Menariknya, proses latihan lagu-lagu Misa Cantate tata suara baru ternyata berjalan lebih mudah dari yang dibayangkan. Banyak anggota rukun, bahkan yang merupakan eks anggota gereja Protestan, dapat mengikuti dengan cepat. Hal ini menunjukkan bahwa musik liturgi memiliki bahasa universal—ia menyatukan, bukan membatasi. Fokus pada melodi yang sederhana dan pengulangan teks justru membantu semua orang merasa “masuk” tanpa beban.
Tentu saja, ada tantangan yang tidak bisa dihindari. Misa Cantate dengan tata suara baru, sedikit berbeda dengan aransemen aslinya, sehingga umat dan anggota koor perlu belajar kembali notasi dan cara menyanyikannya dengan tepat. Bagi sebagian orang, ini terasa seperti kembali ke bangku latihan. Namun justru di sinilah letak prosesnya: belajar bersama, bertumbuh bersama, dan perlahan menikmati keindahan liturgi yang tertata.

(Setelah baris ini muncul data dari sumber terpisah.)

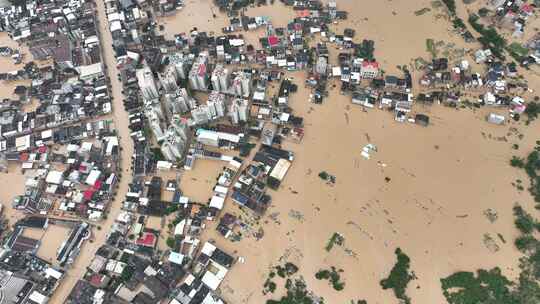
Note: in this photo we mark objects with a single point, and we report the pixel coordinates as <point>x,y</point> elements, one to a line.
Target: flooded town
<point>269,151</point>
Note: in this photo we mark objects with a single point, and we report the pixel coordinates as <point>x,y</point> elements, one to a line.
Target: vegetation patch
<point>335,239</point>
<point>489,37</point>
<point>327,177</point>
<point>422,11</point>
<point>486,287</point>
<point>451,5</point>
<point>282,271</point>
<point>491,286</point>
<point>399,277</point>
<point>531,165</point>
<point>532,111</point>
<point>333,276</point>
<point>297,293</point>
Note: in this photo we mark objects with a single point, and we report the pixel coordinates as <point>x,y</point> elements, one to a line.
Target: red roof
<point>373,64</point>
<point>96,279</point>
<point>527,8</point>
<point>88,194</point>
<point>24,156</point>
<point>148,240</point>
<point>97,185</point>
<point>273,40</point>
<point>302,13</point>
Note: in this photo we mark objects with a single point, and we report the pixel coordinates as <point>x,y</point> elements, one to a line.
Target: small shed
<point>422,119</point>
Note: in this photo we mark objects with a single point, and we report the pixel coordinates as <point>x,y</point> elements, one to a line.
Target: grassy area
<point>399,277</point>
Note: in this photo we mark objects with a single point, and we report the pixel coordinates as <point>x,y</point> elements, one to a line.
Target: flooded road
<point>121,121</point>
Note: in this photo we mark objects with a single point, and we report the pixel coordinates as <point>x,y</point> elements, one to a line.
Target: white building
<point>200,115</point>
<point>239,110</point>
<point>241,85</point>
<point>369,70</point>
<point>181,64</point>
<point>179,102</point>
<point>198,75</point>
<point>216,105</point>
<point>147,83</point>
<point>154,122</point>
<point>220,79</point>
<point>169,79</point>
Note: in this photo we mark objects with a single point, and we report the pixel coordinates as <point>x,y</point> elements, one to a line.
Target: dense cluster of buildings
<point>199,97</point>
<point>58,133</point>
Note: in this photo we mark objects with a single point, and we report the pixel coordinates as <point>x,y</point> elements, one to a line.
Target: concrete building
<point>147,83</point>
<point>241,85</point>
<point>369,70</point>
<point>181,63</point>
<point>155,123</point>
<point>176,139</point>
<point>169,79</point>
<point>179,102</point>
<point>200,115</point>
<point>198,75</point>
<point>322,64</point>
<point>239,110</point>
<point>216,105</point>
<point>220,79</point>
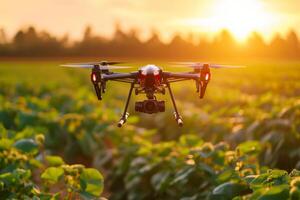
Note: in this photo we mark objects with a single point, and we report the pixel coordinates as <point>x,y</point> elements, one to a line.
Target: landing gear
<point>178,118</point>
<point>125,113</point>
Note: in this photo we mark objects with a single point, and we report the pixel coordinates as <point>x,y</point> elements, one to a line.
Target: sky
<point>241,17</point>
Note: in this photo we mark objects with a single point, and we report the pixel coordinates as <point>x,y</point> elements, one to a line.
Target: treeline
<point>32,43</point>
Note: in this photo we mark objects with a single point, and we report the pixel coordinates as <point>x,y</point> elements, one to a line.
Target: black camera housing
<point>150,106</point>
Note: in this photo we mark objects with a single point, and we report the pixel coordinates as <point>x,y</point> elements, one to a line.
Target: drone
<point>149,80</point>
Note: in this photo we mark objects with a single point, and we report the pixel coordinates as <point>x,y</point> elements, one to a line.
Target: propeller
<point>198,65</point>
<point>104,65</point>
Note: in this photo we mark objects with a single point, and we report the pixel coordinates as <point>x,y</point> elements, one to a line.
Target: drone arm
<point>181,75</point>
<point>176,114</point>
<point>118,76</point>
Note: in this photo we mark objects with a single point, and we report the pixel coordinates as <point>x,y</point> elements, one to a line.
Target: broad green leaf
<point>27,146</point>
<point>250,147</point>
<point>273,193</point>
<point>272,177</point>
<point>229,190</point>
<point>5,143</point>
<point>91,182</point>
<point>52,174</point>
<point>55,161</point>
<point>161,180</point>
<point>190,140</point>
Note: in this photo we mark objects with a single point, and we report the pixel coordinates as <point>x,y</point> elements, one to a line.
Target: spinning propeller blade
<point>92,65</point>
<point>197,65</point>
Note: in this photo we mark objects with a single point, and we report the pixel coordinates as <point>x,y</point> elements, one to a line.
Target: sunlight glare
<point>240,17</point>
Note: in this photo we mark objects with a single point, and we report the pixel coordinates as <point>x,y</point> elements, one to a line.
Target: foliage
<point>25,173</point>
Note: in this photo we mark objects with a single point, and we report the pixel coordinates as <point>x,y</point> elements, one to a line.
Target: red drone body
<point>149,80</point>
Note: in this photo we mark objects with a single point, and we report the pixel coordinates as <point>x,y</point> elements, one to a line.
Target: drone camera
<point>150,106</point>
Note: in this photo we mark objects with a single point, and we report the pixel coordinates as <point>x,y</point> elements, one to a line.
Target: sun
<point>240,17</point>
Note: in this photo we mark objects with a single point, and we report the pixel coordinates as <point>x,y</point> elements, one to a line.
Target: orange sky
<point>167,16</point>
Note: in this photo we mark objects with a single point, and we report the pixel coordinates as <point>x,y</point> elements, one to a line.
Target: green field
<point>247,124</point>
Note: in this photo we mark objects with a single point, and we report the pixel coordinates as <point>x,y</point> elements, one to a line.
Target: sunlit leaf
<point>55,161</point>
<point>91,182</point>
<point>27,146</point>
<point>52,174</point>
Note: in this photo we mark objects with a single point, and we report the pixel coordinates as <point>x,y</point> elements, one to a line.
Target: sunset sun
<point>239,17</point>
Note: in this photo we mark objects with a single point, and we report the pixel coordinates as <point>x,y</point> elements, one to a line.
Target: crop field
<point>241,141</point>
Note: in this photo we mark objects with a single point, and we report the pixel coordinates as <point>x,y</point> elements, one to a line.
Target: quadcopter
<point>149,80</point>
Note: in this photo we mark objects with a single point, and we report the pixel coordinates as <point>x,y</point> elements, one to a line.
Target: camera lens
<point>150,106</point>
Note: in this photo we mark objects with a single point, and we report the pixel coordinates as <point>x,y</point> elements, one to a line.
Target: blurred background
<point>258,103</point>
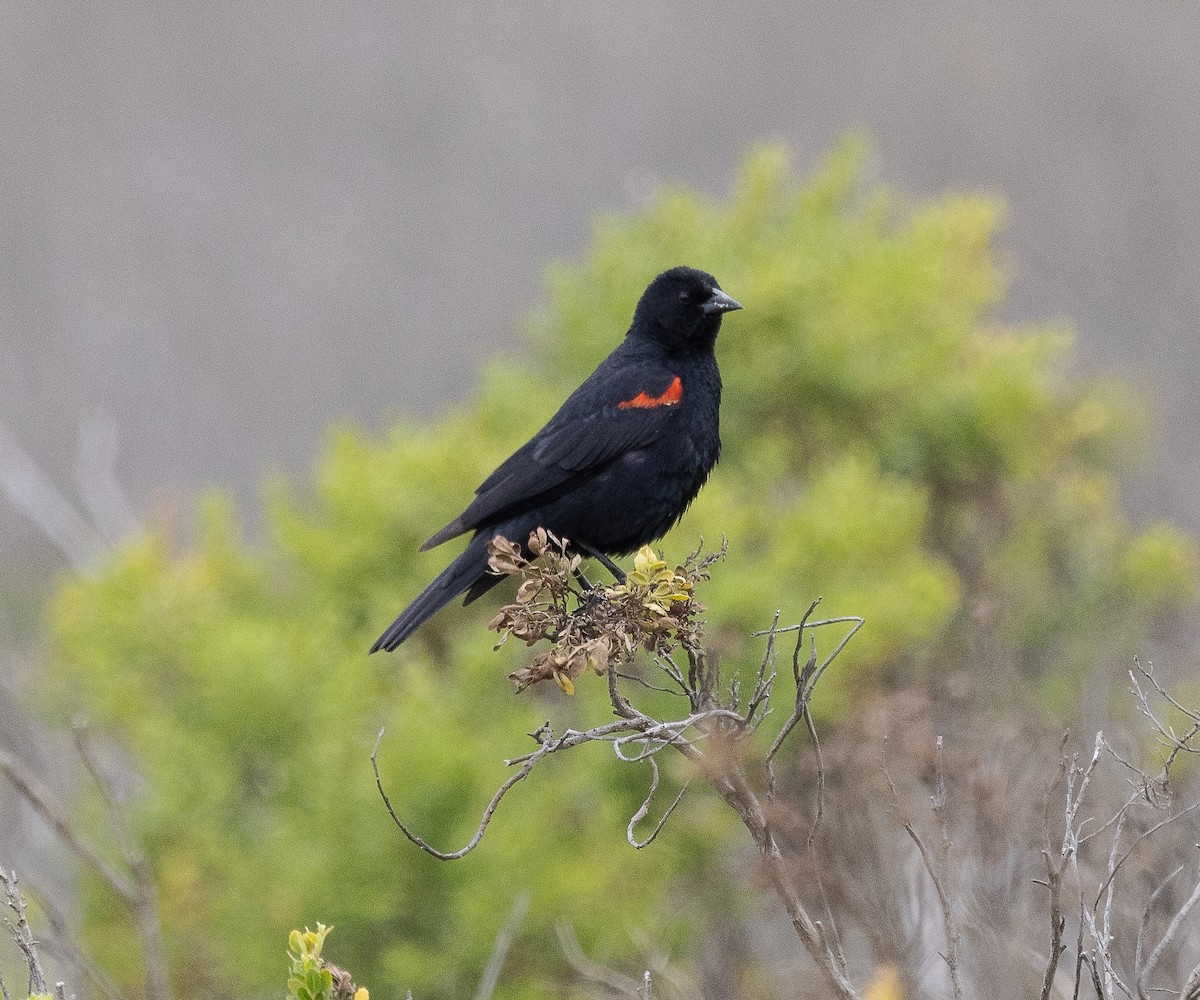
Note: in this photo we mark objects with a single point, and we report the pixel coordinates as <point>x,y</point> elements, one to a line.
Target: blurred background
<point>228,228</point>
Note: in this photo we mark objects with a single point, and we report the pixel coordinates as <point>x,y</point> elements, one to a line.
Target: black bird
<point>618,463</point>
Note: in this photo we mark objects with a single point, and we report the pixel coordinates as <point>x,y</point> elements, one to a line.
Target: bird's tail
<point>467,573</point>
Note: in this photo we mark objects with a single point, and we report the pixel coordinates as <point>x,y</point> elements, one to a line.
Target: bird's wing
<point>617,411</point>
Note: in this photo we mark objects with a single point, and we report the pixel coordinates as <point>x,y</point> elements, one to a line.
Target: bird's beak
<point>720,303</point>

Kabar baiknya, anggota koor sangat menikmati pengalaman ini. Lagu-lagu Misa Cantate dengan tata suara baru yang pendek, sederhana, dan tidak berbelit-belit membuat suasana latihan menjadi lebih ringan dan menyenangkan. Tanpa kehilangan kekhusyukan, mereka bisa bernyanyi dengan hati gembira dan penuh penghayatan.
Pada akhirnya, Ordinarium Misa Latin di Paroki Tobelo bukan sekadar soal bahasa atau notasi. Ini adalah perjalanan iman yang mengajak umat untuk kembali menyelami kekayaan tradisi Gereja, sambil tetap melangkah bersama dalam semangat kebersamaan.
Dari Tobelo, kami belajar bahwa tradisi lama bisa tetap hidup, segar, dan menginspirasi—asal dijalani dengan hati yang terbuka.